One example was Tokyo-based Merry Time Foods, an importer of crab, shrimp and tuna from other Asian countries, which went bankrupt in May after citing weaker profitability caused by the yen’s fall and political instability in supplier countries.
The yen sank to 162.84 per dollar overnight, its weakest level in 40 years, before trading around 162.50 in early Thursday trading, Reuters reported. The currency has come under renewed pressure from a strong US dollar and expectations that US interest rates may rise further, keeping the Japan-US rate gap wide enough to encourage demand for dollar assets.
A persistently weak yen is feeding into import costs and price pressures across Japan’s economy. Reuters reported that the currency slide, together with energy-price shocks linked to Middle East tensions, has added to inflation risks, prompting Bank of Japan officials to warn about the danger of falling behind the curve on price pressures.
That leaves the BOJ with a difficult policy trade-off. Higher interest rates could help support the yen by narrowing the gap with US rates, but they would also raise borrowing costs for smaller firms already struggling with imported inflation, wage increases and labour shortages.
Another pressure point is emerging in foreign-exchange hedging. Some small importers have used structured products known as reverse knockout options to reduce upfront hedging costs, but these contracts can stop providing protection once the yen reaches a preset level.
Analysts estimate that many remaining knockout levels are clustered between 163 and 170 yen per dollar, just above current market levels. If the yen weakens further, more firms could lose their hedges and be forced to buy dollars in the spot market or enter new hedges at less favourable rates.
Tokyo Shoko Research expects weak-yen-related bankruptcies to remain elevated for some time, particularly among wholesalers, retailers and manufacturers with limited ability to raise prices.

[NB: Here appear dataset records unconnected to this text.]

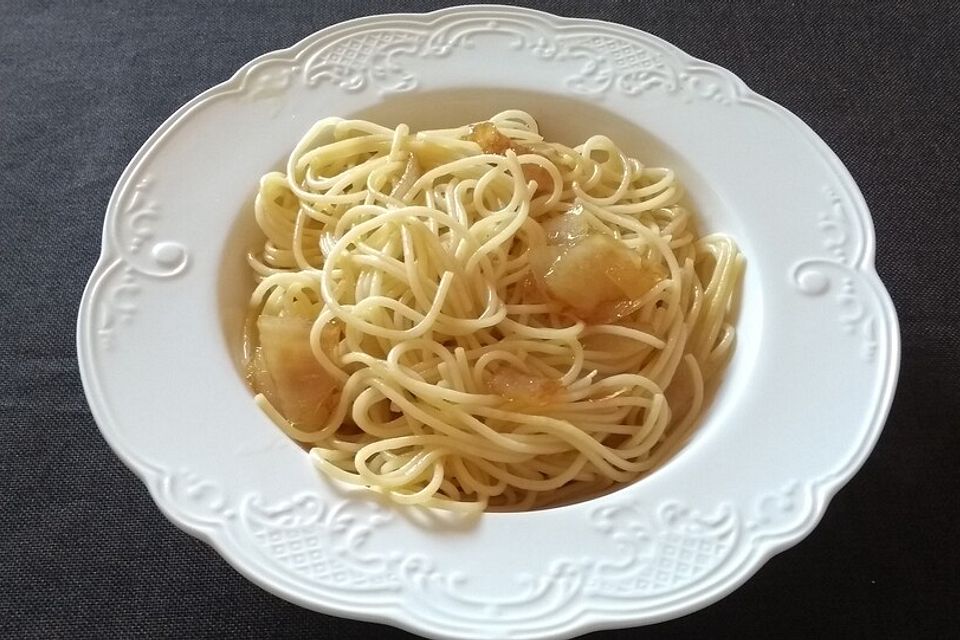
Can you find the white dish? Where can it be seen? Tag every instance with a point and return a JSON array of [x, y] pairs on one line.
[[799, 409]]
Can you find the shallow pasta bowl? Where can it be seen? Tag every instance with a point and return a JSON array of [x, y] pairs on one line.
[[799, 408]]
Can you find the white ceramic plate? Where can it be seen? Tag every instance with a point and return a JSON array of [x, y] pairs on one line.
[[799, 409]]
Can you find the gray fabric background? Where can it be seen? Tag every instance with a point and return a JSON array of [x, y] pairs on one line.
[[85, 553]]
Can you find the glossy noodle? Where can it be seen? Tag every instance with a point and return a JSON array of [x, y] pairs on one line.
[[476, 319]]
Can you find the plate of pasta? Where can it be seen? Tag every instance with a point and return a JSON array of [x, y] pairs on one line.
[[488, 323]]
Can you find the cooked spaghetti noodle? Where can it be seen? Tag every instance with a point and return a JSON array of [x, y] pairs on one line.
[[474, 318]]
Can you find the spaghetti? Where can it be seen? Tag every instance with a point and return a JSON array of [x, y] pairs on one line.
[[474, 318]]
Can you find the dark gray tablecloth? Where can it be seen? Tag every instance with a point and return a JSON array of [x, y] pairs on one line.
[[82, 84]]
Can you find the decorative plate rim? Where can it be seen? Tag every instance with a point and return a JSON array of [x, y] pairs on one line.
[[164, 485]]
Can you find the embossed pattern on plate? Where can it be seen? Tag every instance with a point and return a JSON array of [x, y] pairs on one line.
[[790, 425]]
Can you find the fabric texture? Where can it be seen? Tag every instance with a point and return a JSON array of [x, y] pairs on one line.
[[86, 553]]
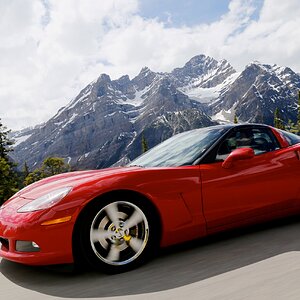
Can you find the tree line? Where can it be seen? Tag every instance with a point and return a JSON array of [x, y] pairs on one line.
[[12, 180]]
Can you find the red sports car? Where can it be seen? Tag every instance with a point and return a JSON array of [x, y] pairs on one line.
[[193, 184]]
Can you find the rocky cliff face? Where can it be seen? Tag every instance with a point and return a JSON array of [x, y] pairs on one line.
[[104, 124]]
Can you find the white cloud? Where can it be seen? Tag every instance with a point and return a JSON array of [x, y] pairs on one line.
[[51, 49]]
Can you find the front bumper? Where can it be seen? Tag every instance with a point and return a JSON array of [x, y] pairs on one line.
[[54, 241]]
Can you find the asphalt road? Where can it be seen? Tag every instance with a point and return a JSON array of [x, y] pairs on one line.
[[261, 262]]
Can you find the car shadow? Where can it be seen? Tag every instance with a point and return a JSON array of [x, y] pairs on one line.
[[174, 267]]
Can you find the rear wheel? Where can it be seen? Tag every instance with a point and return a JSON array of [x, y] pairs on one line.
[[116, 235]]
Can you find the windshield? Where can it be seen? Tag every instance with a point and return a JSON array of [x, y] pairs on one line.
[[181, 149]]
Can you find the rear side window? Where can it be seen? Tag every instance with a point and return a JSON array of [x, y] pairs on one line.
[[290, 137], [261, 140]]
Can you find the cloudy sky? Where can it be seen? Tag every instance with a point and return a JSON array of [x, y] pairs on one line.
[[50, 49]]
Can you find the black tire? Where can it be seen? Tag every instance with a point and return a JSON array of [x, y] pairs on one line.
[[115, 248]]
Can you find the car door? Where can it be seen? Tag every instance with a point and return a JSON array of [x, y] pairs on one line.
[[253, 188]]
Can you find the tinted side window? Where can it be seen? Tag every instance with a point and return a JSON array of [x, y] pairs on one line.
[[290, 137], [261, 140]]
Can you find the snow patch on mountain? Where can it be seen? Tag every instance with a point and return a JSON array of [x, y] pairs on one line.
[[206, 95]]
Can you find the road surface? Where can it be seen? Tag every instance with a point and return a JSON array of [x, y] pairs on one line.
[[255, 263]]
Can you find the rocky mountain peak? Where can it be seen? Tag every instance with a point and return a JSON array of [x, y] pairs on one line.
[[105, 122]]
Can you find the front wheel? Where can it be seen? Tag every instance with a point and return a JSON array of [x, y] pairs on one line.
[[115, 236]]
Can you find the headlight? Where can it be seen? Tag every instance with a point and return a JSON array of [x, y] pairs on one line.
[[46, 201]]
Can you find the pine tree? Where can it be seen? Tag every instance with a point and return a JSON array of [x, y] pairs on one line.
[[8, 176], [144, 144], [298, 116], [51, 166], [5, 143], [25, 170], [235, 119]]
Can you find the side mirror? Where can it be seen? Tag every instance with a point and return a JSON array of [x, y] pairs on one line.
[[237, 154]]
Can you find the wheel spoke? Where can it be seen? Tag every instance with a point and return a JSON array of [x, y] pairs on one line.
[[99, 234], [135, 244], [114, 253], [135, 219], [113, 213]]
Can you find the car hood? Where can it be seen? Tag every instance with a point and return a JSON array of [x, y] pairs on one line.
[[72, 179]]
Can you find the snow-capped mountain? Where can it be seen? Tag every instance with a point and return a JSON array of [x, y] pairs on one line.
[[104, 124], [255, 94]]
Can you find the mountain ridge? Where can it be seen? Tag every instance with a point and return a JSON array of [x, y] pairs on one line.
[[105, 122]]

The figures add to signs that Japan’s broader bankruptcy trend is worsening. Corporate bankruptcies in 2025 rose to 10,300, the highest level since 2013, as rising raw material costs and labour shortages weighed on businesses, according to an earlier Tokyo Shoko Research survey reported by Reuters.
For Japan’s small firms, the weak yen is no longer merely a market headline. It is becoming a balance-sheet problem, exposing a widening divide between large exporters that benefit from currency weakness and import-dependent businesses that are being pushed closer to insolvency.